Black leadership group active in region

Riccardo Waites was moved to act by the May 25 death of George Floyd in Minnesota at the hands of police officer Derek Chauvin. The incident, which was captured on phone footage by bystanders, sparked protests across the nation and now across the globe. Some of those protests were marred by rioting and looting.

Waites is seeking constructive action for constructive change through the founding of the Central Oregon Black Leadership Assembly. The Assembly has figured prominently in rallies in Bend and Redmond, and has been included on the citizens advisory committee that will seek a replacement for Bend Police Chief Jim Porter, who is retiring.

“I started this Assembly the day I saw the video of George Floyd,” said Waites, who is the father of two daughters and a 20-year resident of Bend. “I literally cried as I watched the video. It made me think, what generation is this going to stop so they (his children) don’t feel the pain I’m feeling.”

Waites has significant goals for the organization beyond the activism of the moment. He hopes “to unite every black person in America” and help build black-owned business as a foundation for genuine equality in American society.

Waites, a U.S. Navy submariner veteran lived in major metropolitan areas and came to Bend from Las Vegas at the suggestion of his brother.

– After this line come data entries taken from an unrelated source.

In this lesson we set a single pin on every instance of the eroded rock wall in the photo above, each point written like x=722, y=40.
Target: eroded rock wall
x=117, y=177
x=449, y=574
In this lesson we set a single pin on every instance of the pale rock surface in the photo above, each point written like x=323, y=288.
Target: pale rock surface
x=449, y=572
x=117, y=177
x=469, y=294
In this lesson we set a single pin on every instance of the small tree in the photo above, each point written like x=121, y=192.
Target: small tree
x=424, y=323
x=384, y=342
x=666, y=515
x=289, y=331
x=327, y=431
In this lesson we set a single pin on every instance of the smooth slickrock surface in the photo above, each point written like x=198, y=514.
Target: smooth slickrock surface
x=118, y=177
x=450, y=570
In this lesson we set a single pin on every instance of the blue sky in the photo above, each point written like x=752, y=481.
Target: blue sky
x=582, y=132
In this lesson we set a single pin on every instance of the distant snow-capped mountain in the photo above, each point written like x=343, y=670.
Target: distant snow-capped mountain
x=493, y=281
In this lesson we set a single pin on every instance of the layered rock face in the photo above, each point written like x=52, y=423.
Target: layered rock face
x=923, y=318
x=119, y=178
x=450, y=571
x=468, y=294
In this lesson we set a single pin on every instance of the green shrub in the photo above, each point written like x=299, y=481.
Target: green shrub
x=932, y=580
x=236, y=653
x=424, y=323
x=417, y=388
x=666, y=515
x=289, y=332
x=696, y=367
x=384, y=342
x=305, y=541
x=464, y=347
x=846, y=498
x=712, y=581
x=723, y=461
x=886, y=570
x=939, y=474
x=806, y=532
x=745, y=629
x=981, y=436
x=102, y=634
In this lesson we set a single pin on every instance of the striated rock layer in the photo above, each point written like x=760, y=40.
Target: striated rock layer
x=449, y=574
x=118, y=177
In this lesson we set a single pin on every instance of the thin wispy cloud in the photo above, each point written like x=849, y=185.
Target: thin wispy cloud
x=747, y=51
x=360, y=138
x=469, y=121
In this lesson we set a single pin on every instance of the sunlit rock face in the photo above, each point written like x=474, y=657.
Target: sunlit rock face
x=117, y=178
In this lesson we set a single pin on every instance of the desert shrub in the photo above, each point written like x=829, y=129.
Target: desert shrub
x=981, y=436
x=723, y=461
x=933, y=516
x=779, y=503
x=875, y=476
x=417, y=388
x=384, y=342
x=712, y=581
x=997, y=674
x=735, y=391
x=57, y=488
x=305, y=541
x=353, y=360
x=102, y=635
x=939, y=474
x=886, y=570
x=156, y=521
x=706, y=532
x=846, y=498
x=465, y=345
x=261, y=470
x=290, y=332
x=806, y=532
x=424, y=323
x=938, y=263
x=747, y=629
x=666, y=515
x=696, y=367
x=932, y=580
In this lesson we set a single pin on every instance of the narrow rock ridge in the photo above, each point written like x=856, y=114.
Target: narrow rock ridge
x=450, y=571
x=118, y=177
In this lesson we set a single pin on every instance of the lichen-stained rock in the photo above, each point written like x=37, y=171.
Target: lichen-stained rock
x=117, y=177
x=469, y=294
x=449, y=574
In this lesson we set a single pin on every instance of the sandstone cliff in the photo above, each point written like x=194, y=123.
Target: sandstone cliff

Like so many who have come here, he was seeking a place to be rooted, a safe and welcoming place to raise a family.

“I took a trip out here for a week to see what’s going on, and I just fell in love with the place,” he said. “When I got here in 2000, people waved at me and they didn’t even know me.”

The experience of living in Central Oregon and starting his own business here has been positive — yet he acknowledges that he is living in a place with very few people of color, and that does have an impact.

“My daughters are definitely a lot safer in Bend, Oregon,” he said. “It’s hard for them not to see people who look like them.”

Waites told The Nugget that he has been “pulled over for driving” when people in Bend neighborhoods called police.

He wanted to convey a message to Central Oregon.

“Don’t be afraid of the Assembly… we’re a peaceful organization.”

He said that “the Asse3mbly is for black people because we’re the most oppressed right now.” However, he noted, support memberships are available to anyone.

Waites said he is currently focused on Bend, Redmond and Prineville, but, he said, I will eventually get out to Sisters.” He foresees a role in Sisters schools.

“I’m definitely going to get with all the local school systems and try to get them to understand more black history, beyond slavery and Martin Luther King, Jr., so they understand how important black people were to creating this country and how we contributed,” he said.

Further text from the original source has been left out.